Angst In August


“What’s wrong?” 

That was the first question Joe, my partner, asked me the other day.  At first, I didn’t think anything was wrong, other than I felt a little sluggish and unmotivated to do anything.  Then I looked at the calendar.  August. 

I’m quite conflicted when it comes to the 8th month of the year.  I know it’s still summer, which I’m thrilled about, but inside I feel dread and sadness, as if the clock has begun ticking on the garden around me.   And once that thought takes hold, all other melancholic ideas start to sprout.  To put it simply, I’m summer saturated.

For starters, everything in the yard looks overgrown.  The Sunflowers can’t stretch any higher, and they are so crowded and top heavy that they are all falling over at odd slants.  The leaves on the trees are dull green.  Most of the annuals look tired.  The grass is burnt.   The Hydrangea flower heads have started to fade away.  Everything looks sloppy.  My impulse is to go out there and rip everything out of the ground and start all over again with new seedlings.  But that would be ridiculous.  As it is, the days of these plants are already numbered.

Then there is the change in shadow.  As the Earth and Sun have done their celestial dance on the way to the autumnal equinox, I have noticed that where there once was sun, there is now shade.  Just ask the Gazanias.  A week ago, they basked in hours and hours of summer sun.  Now, the shadow of the house lingers a little longer over their bed.

And let’s not forget about the quiet changes in weather.  While the days are still warm, nighttime temperatures have begun their subtle decline.  On some mornings, I can smell the faintest whisp of fall in the air. 

That is, perhaps, where most of my hostility toward August stems from: I know what’s coming.  Leaves will start to change, tropicals will have to be dug and stored for the winter, terracotta pots will need to be cleaned and packed away,  nights will become longer.  I can practically feel Light Deprivation Disorder bubbling up.

Maybe what August needs is a holiday.  Right now, the month sits between Independence Day and Labor Day — two perfectly patriotic days to have a barbecue.  While August is National Goat Cheese Month, where’s the parade?  Where’s the Charlie Brown and Peanuts August special?  Where’s the jolly cheesemaker and his sack of goat-cheese filled treats to give to good boys and girls?  

Clearly, August has nothing.  Instead, the month lives in the shadow of its 11 brothers and sisters, each one with its own special holiday —  New Year’s Day, Valentine’s Day, St.
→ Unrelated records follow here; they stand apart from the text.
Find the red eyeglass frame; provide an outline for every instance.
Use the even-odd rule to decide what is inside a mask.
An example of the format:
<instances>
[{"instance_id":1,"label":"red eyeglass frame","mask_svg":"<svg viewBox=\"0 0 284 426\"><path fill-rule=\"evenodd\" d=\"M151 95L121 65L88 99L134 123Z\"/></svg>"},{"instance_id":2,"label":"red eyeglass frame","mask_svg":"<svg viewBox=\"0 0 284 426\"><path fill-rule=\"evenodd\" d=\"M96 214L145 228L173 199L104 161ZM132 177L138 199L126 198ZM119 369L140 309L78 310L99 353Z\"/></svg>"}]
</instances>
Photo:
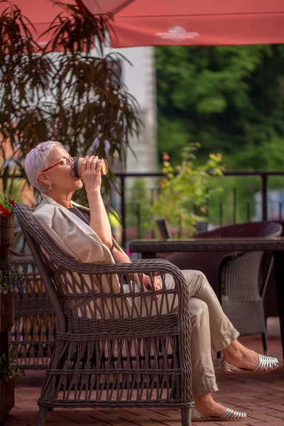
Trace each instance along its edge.
<instances>
[{"instance_id":1,"label":"red eyeglass frame","mask_svg":"<svg viewBox=\"0 0 284 426\"><path fill-rule=\"evenodd\" d=\"M70 157L69 158L65 158L66 160L70 160L71 158L75 158L76 157ZM50 167L48 167L47 169L45 169L44 170L40 170L40 173L43 173L43 172L47 172L48 170L50 170L51 168L53 168L53 167L55 167L55 165L58 165L58 164L62 164L63 163L64 160L60 160L60 161L58 161L58 163L56 163L56 164L53 164L53 165L50 165ZM73 163L74 163L74 160L73 160Z\"/></svg>"}]
</instances>

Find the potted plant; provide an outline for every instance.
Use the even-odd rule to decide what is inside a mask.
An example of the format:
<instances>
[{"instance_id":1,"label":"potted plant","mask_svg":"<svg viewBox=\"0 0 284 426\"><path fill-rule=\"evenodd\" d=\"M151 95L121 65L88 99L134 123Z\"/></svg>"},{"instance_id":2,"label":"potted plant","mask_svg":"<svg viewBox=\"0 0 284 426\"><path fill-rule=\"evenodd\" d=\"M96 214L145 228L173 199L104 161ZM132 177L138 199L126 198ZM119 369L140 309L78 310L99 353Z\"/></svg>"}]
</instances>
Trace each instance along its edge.
<instances>
[{"instance_id":1,"label":"potted plant","mask_svg":"<svg viewBox=\"0 0 284 426\"><path fill-rule=\"evenodd\" d=\"M14 293L23 277L7 261L0 262L0 422L14 405L14 380L22 372L12 367L16 349L9 350L9 330L14 322Z\"/></svg>"},{"instance_id":2,"label":"potted plant","mask_svg":"<svg viewBox=\"0 0 284 426\"><path fill-rule=\"evenodd\" d=\"M207 201L212 191L208 182L212 176L222 176L224 165L221 154L209 154L204 164L196 163L195 151L198 143L190 143L182 151L180 165L171 166L167 153L163 156L164 178L160 183L158 196L153 206L155 217L163 217L178 236L191 236L196 233L196 224L207 221Z\"/></svg>"},{"instance_id":3,"label":"potted plant","mask_svg":"<svg viewBox=\"0 0 284 426\"><path fill-rule=\"evenodd\" d=\"M7 258L5 247L13 244L13 214L15 200L9 195L0 194L0 256Z\"/></svg>"},{"instance_id":4,"label":"potted plant","mask_svg":"<svg viewBox=\"0 0 284 426\"><path fill-rule=\"evenodd\" d=\"M9 330L14 322L14 292L21 288L22 278L9 263L9 248L13 243L14 200L0 194L0 421L14 405L13 380L18 370L11 364Z\"/></svg>"}]
</instances>

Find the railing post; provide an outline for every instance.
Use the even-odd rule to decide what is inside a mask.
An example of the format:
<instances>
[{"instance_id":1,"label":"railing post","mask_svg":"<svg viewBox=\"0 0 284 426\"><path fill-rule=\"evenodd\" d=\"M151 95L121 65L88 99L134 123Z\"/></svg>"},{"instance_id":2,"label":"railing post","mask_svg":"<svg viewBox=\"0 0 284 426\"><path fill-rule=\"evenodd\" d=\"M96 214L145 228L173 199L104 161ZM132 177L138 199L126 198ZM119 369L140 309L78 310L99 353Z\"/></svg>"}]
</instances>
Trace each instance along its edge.
<instances>
[{"instance_id":1,"label":"railing post","mask_svg":"<svg viewBox=\"0 0 284 426\"><path fill-rule=\"evenodd\" d=\"M125 249L126 242L126 206L125 206L125 176L124 175L121 175L121 226L122 226L122 232L121 232L121 246Z\"/></svg>"},{"instance_id":2,"label":"railing post","mask_svg":"<svg viewBox=\"0 0 284 426\"><path fill-rule=\"evenodd\" d=\"M267 175L261 177L262 219L267 220Z\"/></svg>"},{"instance_id":3,"label":"railing post","mask_svg":"<svg viewBox=\"0 0 284 426\"><path fill-rule=\"evenodd\" d=\"M236 188L233 188L233 224L236 224Z\"/></svg>"}]
</instances>

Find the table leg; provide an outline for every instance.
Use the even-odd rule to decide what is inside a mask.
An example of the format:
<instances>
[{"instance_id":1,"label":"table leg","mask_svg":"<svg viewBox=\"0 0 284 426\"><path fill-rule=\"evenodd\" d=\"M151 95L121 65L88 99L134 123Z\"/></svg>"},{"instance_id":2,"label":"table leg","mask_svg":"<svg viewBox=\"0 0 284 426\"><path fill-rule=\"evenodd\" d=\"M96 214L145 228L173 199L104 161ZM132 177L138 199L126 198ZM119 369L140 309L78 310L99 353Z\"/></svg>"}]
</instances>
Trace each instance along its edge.
<instances>
[{"instance_id":1,"label":"table leg","mask_svg":"<svg viewBox=\"0 0 284 426\"><path fill-rule=\"evenodd\" d=\"M142 259L155 259L155 253L141 253Z\"/></svg>"},{"instance_id":2,"label":"table leg","mask_svg":"<svg viewBox=\"0 0 284 426\"><path fill-rule=\"evenodd\" d=\"M275 251L273 254L282 351L284 359L284 251Z\"/></svg>"}]
</instances>

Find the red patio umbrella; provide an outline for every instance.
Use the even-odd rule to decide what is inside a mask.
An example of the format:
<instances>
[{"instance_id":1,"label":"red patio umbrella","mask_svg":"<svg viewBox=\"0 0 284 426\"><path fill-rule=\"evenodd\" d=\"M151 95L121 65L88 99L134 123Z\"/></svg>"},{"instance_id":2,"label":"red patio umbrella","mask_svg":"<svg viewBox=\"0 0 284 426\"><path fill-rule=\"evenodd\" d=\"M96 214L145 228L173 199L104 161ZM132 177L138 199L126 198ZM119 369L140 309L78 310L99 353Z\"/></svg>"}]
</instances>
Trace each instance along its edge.
<instances>
[{"instance_id":1,"label":"red patio umbrella","mask_svg":"<svg viewBox=\"0 0 284 426\"><path fill-rule=\"evenodd\" d=\"M113 12L114 47L284 43L283 0L61 0ZM53 0L12 0L43 33L62 9ZM0 4L0 13L6 4ZM48 41L48 36L40 40Z\"/></svg>"},{"instance_id":2,"label":"red patio umbrella","mask_svg":"<svg viewBox=\"0 0 284 426\"><path fill-rule=\"evenodd\" d=\"M36 33L31 27L30 28L33 35L34 34L34 39L39 44L44 45L49 41L51 34L46 34L40 38L38 37L48 28L55 16L65 11L64 4L77 3L80 7L87 6L94 14L106 12L114 13L131 1L133 0L86 0L83 2L82 0L11 0L11 3L16 4L22 11L23 14L31 21L36 28ZM60 2L63 4L63 7ZM9 6L8 3L0 4L0 14Z\"/></svg>"},{"instance_id":3,"label":"red patio umbrella","mask_svg":"<svg viewBox=\"0 0 284 426\"><path fill-rule=\"evenodd\" d=\"M94 11L97 0L80 0ZM135 0L115 15L114 47L284 43L283 0Z\"/></svg>"}]
</instances>

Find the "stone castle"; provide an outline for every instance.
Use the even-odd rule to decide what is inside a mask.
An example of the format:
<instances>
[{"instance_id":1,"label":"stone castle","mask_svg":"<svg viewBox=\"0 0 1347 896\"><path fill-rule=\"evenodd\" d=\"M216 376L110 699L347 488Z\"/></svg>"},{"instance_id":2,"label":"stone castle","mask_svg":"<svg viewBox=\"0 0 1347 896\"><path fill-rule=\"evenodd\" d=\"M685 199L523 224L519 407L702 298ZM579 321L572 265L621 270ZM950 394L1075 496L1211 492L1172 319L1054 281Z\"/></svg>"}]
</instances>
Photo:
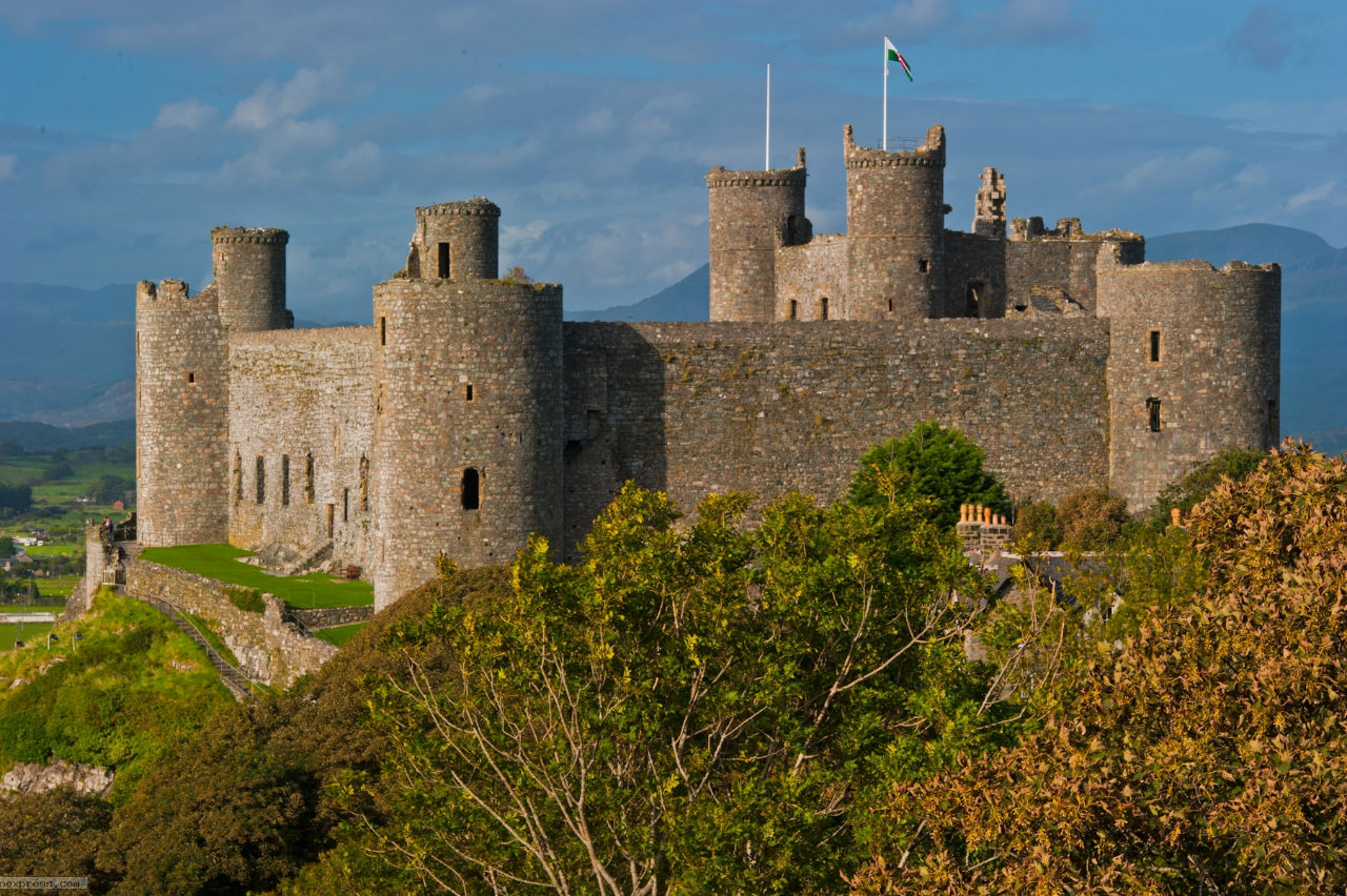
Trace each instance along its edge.
<instances>
[{"instance_id":1,"label":"stone castle","mask_svg":"<svg viewBox=\"0 0 1347 896\"><path fill-rule=\"evenodd\" d=\"M946 229L944 129L845 132L847 233L793 168L710 190L710 323L563 323L498 278L500 209L416 210L369 327L292 330L284 230L211 233L214 283L136 296L139 533L358 565L385 607L434 573L570 554L626 480L841 495L873 444L954 425L1016 498L1109 487L1141 509L1191 463L1278 437L1277 265L1145 262L1133 233L1006 225L982 175Z\"/></svg>"}]
</instances>

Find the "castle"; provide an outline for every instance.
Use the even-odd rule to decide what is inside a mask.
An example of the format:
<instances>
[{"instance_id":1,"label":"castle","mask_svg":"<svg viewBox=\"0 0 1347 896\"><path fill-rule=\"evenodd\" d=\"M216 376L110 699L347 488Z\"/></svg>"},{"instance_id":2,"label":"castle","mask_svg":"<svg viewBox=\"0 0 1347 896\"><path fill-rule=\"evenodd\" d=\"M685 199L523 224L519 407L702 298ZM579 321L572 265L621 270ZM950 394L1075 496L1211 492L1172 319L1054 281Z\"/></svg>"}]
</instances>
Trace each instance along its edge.
<instances>
[{"instance_id":1,"label":"castle","mask_svg":"<svg viewBox=\"0 0 1347 896\"><path fill-rule=\"evenodd\" d=\"M946 229L944 129L845 132L847 233L812 234L792 168L706 176L710 323L563 323L498 278L500 209L416 209L369 327L292 330L284 230L211 231L214 283L137 285L139 535L358 565L385 607L434 573L574 553L629 479L841 495L923 420L1016 498L1109 487L1140 509L1191 463L1278 436L1277 265L1145 262L1137 234L1005 219L987 168Z\"/></svg>"}]
</instances>

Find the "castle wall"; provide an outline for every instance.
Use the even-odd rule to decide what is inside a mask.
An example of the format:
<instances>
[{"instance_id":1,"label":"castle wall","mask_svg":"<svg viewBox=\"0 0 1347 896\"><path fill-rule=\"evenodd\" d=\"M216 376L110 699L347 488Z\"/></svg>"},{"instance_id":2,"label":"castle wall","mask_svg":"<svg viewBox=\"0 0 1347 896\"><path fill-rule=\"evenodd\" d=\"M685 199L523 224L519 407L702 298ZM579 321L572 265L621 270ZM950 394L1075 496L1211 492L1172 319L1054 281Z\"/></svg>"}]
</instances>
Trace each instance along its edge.
<instances>
[{"instance_id":1,"label":"castle wall","mask_svg":"<svg viewBox=\"0 0 1347 896\"><path fill-rule=\"evenodd\" d=\"M1098 312L1111 330L1110 483L1134 510L1224 448L1276 445L1280 266L1102 258Z\"/></svg>"},{"instance_id":2,"label":"castle wall","mask_svg":"<svg viewBox=\"0 0 1347 896\"><path fill-rule=\"evenodd\" d=\"M435 556L509 561L562 533L562 289L395 278L374 287L374 600Z\"/></svg>"},{"instance_id":3,"label":"castle wall","mask_svg":"<svg viewBox=\"0 0 1347 896\"><path fill-rule=\"evenodd\" d=\"M136 287L136 488L144 545L225 539L229 390L216 289Z\"/></svg>"},{"instance_id":4,"label":"castle wall","mask_svg":"<svg viewBox=\"0 0 1347 896\"><path fill-rule=\"evenodd\" d=\"M337 561L368 565L374 506L373 370L372 327L230 338L230 544L249 550L286 545L298 552L331 539ZM260 500L259 459L264 472Z\"/></svg>"},{"instance_id":5,"label":"castle wall","mask_svg":"<svg viewBox=\"0 0 1347 896\"><path fill-rule=\"evenodd\" d=\"M1005 318L1005 239L947 230L944 272L942 318Z\"/></svg>"},{"instance_id":6,"label":"castle wall","mask_svg":"<svg viewBox=\"0 0 1347 896\"><path fill-rule=\"evenodd\" d=\"M847 304L846 237L827 234L776 252L776 320L822 320L823 299L832 319ZM791 303L795 303L795 316Z\"/></svg>"},{"instance_id":7,"label":"castle wall","mask_svg":"<svg viewBox=\"0 0 1347 896\"><path fill-rule=\"evenodd\" d=\"M590 378L607 383L593 436L567 436L567 552L625 479L684 510L727 490L832 499L866 449L924 420L963 429L1016 496L1103 487L1107 348L1091 318L567 323L567 420Z\"/></svg>"}]
</instances>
Patrick’s Day, Easter/Passover, Mother’s Day, Memorial Day, Father’s Day, July 4th, Labor Day, Halloween, Thanksgiving, Christmas/Chanukkah.  Even the changing of the seasons avoid these 31 days of summer doldrums.  Apparently, August is Jan Brady.

It’s actually amazing, when you think about it, that August just doesn’t run away.  I mean, how much can one month take? 

The compassionate side of me wants to give August credit for being a strong month, surviving against all odds in a family of so many wonderful months — wants to give credit, until I think of this blog, which adds one more anxiety into my mix.  What does a garden blogger write about when winter has stolen the garden?  I hope I have enough words to keep me and others interested over the cold, dark months ahead.   And if I don’t, let’s be clear: I’m going to blame it all on the month that started it — August.

 

13 thoughts on “Angst In August

  1. Amen, brother. I feel the same way. And yet we have three good gardening months left with beautiful weather, so I’ll get over it.

    • Hi. I’m always jealous of gardeners who can still practice in winter. Seeing green and getting my hands dirty will have to wait until the thaw. The potting shed helps, though. By the way, thank you so much for being the first person to click the “like” button. Your feedback means a lot.

  2. Here in SC, it’s been August for the last three months. Record setting summer. All you can do, is be there when they die. Hold their tiny little plant hands. Love your blog–you have some beautiful flowers that are doing well, based on your last blooming update, so you must be doing something right!

    • The heat has been tremendous, and as much as I love it, it does take its toll. As for the flowers doing well, that’s the result of a one-man water brigade and rain dancing, although I haven’t been too successful with the latter. Thanks for your kind words.

    • Hi Tracy. Thanks for the positive feedback. Yes, August needs some help, a makeover of some kind. Maybe Clinton Kelly and Stacy London can do some sort of intervention. Hmmmmm.

  3. I get that feeling of melancholy in August, too. I start counting the remaining buds on the daylilies and mourning the flowers that won’t bloom again until next year. Because I teach, the August doldrums are heightened by the fact that Aug. 1 brings on panic attacks about all the preparation for fall courses that hasn’t been completed yet.

    • I also work in a school, and my anxiety nightmares have already begun. . . Enjoy what’s left of the vacation and the summer. The school bell will be ringing before you know it.